The most effective use of the show’s dancers occurs near the beginning when, together with the woman, they stand front stage and strike poses made up of flailing limbs and silent screams. Quick-fire blackouts separate each elaborate shape, making the sequence appear like a cinematic montage. A realistic reading is available to us here – we are seeing the emotional turmoil of the woman externalised, for example – but such an interpretation is secondary to the abstract quality of the sequence, one that the woman contributes to not by describing it in literal terms but by allowing the theatrical spectacle to speak for itself.

 

This evocative moment seemed to presage a story that would become more conceptual as it went along, departing from the naturalism of Hoy’s script to explore more abstract depths. Unfortunately, the show returns almost doggedly to narration that burdens Lake’s gestural choreography with literalism. We are told in explicit detail of a gory murder, an oppressive heat, and a labyrinthine cave system, but these specific points expose the limitations of the techniques available to theatre – and for that matter, dance – rather than make use of them.
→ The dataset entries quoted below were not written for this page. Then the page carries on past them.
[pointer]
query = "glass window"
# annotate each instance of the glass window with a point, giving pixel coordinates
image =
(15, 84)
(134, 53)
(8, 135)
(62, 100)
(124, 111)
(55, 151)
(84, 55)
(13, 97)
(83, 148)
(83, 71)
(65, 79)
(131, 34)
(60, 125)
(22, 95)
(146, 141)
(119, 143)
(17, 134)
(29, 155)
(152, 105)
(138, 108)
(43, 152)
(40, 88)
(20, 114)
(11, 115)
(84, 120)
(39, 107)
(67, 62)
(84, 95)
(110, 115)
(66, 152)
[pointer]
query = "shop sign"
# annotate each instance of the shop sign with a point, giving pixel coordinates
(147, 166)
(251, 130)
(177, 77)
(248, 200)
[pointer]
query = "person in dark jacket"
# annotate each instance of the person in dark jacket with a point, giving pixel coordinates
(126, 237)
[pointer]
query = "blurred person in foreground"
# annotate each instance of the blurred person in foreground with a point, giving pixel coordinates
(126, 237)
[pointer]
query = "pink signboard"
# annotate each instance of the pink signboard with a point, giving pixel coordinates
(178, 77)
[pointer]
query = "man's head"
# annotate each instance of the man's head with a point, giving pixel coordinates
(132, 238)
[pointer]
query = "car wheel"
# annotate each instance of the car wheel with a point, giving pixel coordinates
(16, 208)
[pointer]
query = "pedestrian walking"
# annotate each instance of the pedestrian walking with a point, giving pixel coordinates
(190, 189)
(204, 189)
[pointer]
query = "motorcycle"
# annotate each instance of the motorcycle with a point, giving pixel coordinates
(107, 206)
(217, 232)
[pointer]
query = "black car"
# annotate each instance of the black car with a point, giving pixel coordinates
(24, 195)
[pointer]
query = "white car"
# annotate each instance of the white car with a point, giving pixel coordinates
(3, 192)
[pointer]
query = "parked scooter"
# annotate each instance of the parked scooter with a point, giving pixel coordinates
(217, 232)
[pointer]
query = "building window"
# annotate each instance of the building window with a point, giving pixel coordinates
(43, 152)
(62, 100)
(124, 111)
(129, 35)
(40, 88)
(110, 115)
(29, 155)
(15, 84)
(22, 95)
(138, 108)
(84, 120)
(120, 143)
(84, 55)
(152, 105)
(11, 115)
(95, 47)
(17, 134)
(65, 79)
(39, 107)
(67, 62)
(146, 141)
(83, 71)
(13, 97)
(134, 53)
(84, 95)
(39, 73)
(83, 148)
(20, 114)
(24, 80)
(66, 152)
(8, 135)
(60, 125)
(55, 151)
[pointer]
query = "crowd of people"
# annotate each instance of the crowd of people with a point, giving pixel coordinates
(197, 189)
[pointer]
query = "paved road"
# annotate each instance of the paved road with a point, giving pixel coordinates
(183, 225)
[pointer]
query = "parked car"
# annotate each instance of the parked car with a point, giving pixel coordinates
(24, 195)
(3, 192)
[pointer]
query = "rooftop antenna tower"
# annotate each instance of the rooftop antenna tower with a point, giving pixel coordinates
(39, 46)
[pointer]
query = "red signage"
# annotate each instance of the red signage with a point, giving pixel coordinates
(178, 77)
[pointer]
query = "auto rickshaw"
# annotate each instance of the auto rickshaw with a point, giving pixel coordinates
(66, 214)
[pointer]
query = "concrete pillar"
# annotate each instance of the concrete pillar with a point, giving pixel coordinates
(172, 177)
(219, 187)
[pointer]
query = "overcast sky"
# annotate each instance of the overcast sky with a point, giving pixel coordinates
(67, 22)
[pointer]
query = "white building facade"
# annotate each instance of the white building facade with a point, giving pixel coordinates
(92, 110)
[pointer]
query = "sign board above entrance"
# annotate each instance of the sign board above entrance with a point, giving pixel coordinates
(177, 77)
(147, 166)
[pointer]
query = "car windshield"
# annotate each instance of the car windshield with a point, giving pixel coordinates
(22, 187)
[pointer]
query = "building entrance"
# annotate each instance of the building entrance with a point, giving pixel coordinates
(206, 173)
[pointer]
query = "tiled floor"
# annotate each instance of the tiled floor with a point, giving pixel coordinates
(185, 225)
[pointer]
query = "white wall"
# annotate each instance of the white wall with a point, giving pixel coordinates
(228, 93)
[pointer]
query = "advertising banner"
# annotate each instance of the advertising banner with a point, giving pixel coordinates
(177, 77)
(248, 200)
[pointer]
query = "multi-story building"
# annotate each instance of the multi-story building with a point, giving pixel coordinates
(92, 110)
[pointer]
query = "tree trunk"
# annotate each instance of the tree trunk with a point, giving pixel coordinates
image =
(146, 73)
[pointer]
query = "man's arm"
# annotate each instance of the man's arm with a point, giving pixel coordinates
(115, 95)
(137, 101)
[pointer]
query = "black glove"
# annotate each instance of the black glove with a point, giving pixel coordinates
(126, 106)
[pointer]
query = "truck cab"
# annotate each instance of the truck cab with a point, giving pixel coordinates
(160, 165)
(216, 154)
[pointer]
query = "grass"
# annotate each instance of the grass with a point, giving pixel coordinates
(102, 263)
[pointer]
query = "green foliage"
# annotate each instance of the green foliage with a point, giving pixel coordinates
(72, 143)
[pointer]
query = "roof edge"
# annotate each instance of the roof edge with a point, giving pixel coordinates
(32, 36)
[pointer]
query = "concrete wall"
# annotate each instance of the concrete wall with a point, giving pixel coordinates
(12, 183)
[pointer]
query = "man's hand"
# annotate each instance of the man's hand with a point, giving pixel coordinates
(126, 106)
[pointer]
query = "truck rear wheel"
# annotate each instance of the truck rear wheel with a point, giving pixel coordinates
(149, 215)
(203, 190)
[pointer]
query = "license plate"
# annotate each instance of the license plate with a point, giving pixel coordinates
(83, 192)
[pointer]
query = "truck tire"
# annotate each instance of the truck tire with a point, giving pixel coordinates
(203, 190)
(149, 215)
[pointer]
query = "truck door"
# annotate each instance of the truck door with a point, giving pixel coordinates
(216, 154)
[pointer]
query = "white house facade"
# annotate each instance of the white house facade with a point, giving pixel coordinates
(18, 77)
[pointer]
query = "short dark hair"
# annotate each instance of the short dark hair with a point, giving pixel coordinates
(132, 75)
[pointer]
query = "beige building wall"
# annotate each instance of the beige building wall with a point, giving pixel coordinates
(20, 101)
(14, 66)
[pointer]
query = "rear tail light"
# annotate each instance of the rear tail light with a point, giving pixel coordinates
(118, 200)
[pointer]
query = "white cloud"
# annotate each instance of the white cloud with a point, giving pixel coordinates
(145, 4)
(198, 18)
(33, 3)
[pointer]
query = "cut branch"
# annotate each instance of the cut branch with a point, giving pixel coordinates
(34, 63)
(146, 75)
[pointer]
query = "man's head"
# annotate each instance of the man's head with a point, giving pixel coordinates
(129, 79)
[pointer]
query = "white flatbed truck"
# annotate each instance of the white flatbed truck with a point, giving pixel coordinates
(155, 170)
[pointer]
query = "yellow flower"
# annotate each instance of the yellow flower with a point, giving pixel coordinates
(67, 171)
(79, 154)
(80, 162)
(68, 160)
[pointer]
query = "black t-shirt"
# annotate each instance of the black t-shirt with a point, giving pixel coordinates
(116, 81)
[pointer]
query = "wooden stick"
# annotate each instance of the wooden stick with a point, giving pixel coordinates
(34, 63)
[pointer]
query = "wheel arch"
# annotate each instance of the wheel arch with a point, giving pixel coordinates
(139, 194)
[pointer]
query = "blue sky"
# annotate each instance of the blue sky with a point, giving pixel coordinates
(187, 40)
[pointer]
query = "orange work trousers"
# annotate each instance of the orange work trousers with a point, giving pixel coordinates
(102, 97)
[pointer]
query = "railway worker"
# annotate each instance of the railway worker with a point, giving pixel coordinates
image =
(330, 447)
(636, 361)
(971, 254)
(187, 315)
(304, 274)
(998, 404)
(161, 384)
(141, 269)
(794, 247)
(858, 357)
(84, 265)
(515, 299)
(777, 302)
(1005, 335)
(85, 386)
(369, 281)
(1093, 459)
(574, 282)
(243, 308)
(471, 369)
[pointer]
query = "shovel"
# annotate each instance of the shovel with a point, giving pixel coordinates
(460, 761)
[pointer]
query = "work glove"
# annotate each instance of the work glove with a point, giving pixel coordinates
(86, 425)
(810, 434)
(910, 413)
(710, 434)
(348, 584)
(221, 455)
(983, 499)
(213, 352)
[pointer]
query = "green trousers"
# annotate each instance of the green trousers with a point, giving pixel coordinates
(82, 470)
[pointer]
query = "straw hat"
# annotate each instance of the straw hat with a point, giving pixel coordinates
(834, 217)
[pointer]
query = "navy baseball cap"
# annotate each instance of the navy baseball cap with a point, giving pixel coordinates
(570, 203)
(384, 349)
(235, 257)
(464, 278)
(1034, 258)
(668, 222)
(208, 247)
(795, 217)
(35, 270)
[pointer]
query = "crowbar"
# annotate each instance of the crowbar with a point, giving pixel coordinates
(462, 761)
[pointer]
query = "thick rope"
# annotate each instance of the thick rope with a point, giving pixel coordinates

A fissure grows between the dancers’ impressionistic movements – themselves matched by similarly impressionistic design elements - and a script that relegates both to a purely allegorical or realistic function described in too prescriptive terms for the show’s design to effectively represent.

 

It does not help that the development of the woman’s character becomes increasingly harder to follow. Her relationship to her sister, Claire – the reason for her descent – never develops beyond its initial introduction. A thin backstory and an odd emphasis on Claire’s childlike ‘puffy jacket’ do little to evoke a character that serves as the primary driver of plot. At the same time, the precise nature of the show’s titular monster becomes increasingly obscure. The unknown Lovecraftian threat that coloured much of the beginning in an alluringly unnamed sense of menace eventually makes way for an ill-defined attempt at psychological horror. The woman is subject to a confusing form of cabin fever that locates the ‘monster’ within herself. It’s an interesting idea, yet once again Hoy’s script reduces its potential abstract qualities to dream sequences that promise a return to naturalism whenever the woman wakes up. Likewise, the show’s conclusion ends with a chase sequence prompted by a more literal monster figure. It becomes difficult to map the conceptual threat of past scenes onto this more conventional monster in later sequences. The result is a confused sense of stakes that adds considerable pressure on the show’s technical elements.

 

Marco Cher-Gibard’s sound design is an evocative mix of synth-heavy tones and dynamic bass drones. Paul Jackson’s shadow-heavy lighting design is similarly evocative, obscuring sightlines and sharpening the shapes constructed by each dancer. These elements are most effective when they complement clearly defined actions that are consistent with established characterisation or plot. By the end of Monsters, one can feel the pressure on design aspects to offer us a reason to be afraid, rather than help exacerbate our fears. As the show lumbers to its conclusion, sound and lighting try hard to elicit horror in the absence of any cohesive threat or clear characterisation.

 

Monsters ends with a refrain that has fear-inducing potential should it be considered in isolation: ‘She’s running, it’s hunting, it’s close.’ With a metronomic rhythm, our narrator repeats the ominous phrase. Lighting, sound, and our three dancers try to affirm the line’s terrifying potential with high volume trills and athletic stunts. The lines continue unabated, increasing in pace, while losing their effectiveness. Each repetition reminds us of an approaching scare that never comes. Or a bus that never quite arrives.

 


Monsters continues at the Malthouse Theatre until 11 December 2022. Performance attended: 27 November.